--spoiler--
ben sevdim eller aldı
niye ben ölmüş müyem
--spoiler--
çünkü çok sevmek tek başına yetmiyor artık. bugün bir belgeselde ruanda'da hamile bir kadını gösteriyordu. daha doğrusu belgeselin konusu ruanda'da 260 doğumdan birinin anne ölümüyle sonuçlanmasıydı. neyse işte, konuyu bir çift üzerinden anlatıyorlardı. o topraktan yapılmış 2 odalı kötü evde, muhtemelen belgesele çıkacakları için de en iyi kıyafetlerini giymişlerdi ama o bile bize göre fazla kötüydü. ona rağmen o mutlulukları, o kadının eşinin gömleğini aşkla düzeltmesi, adamın eşine bakışları inanılmaz güzeldi. oysa her an hastalıkla, silahlı bir saldırıyla veya başka şekillerde ölümle burun burunalar ve hiçbir şeyleri de yok ama yine de kıskandım.

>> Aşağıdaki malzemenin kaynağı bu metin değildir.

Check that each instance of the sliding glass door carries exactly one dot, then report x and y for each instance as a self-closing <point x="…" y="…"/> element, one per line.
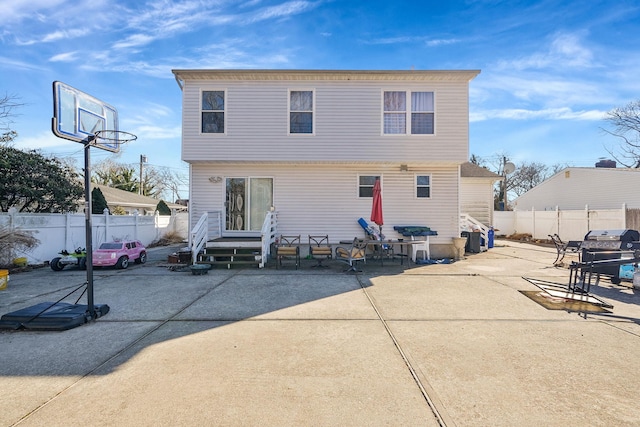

Şarkı olarak ayrıdır yeri ama tribünde herkesin bildiği, ilk öğrendiği bestedir. Şehit Abdülkerim Bayraktar ve kardeşi Rahmetli Fehmizat abi tarafından yazılmıştır. Net söylüyorum ki, Liverpool'un you'll never walk alone'u ile kafa kafaya gider.
Odam kireçtir benim yüzüm güleçtir benim. Soyun da gir koynuma terim ilaçtır benim sözlerine sahip şarkı.
Bağlamayla çalınınca şarkının güzelliği ortaya çıkıyor ne kadar tarzım olmasa da.
Kireç ter bilmemne olunca şarkıda zülfü Livaneli'yi amele gibi canlandırıyorum hep kafamda. çimento karıyo odada terliyor atleti falan sonra sevişiyorlar kızla, ne bileyim pek duygusal gelmiyor bu şarkı bana.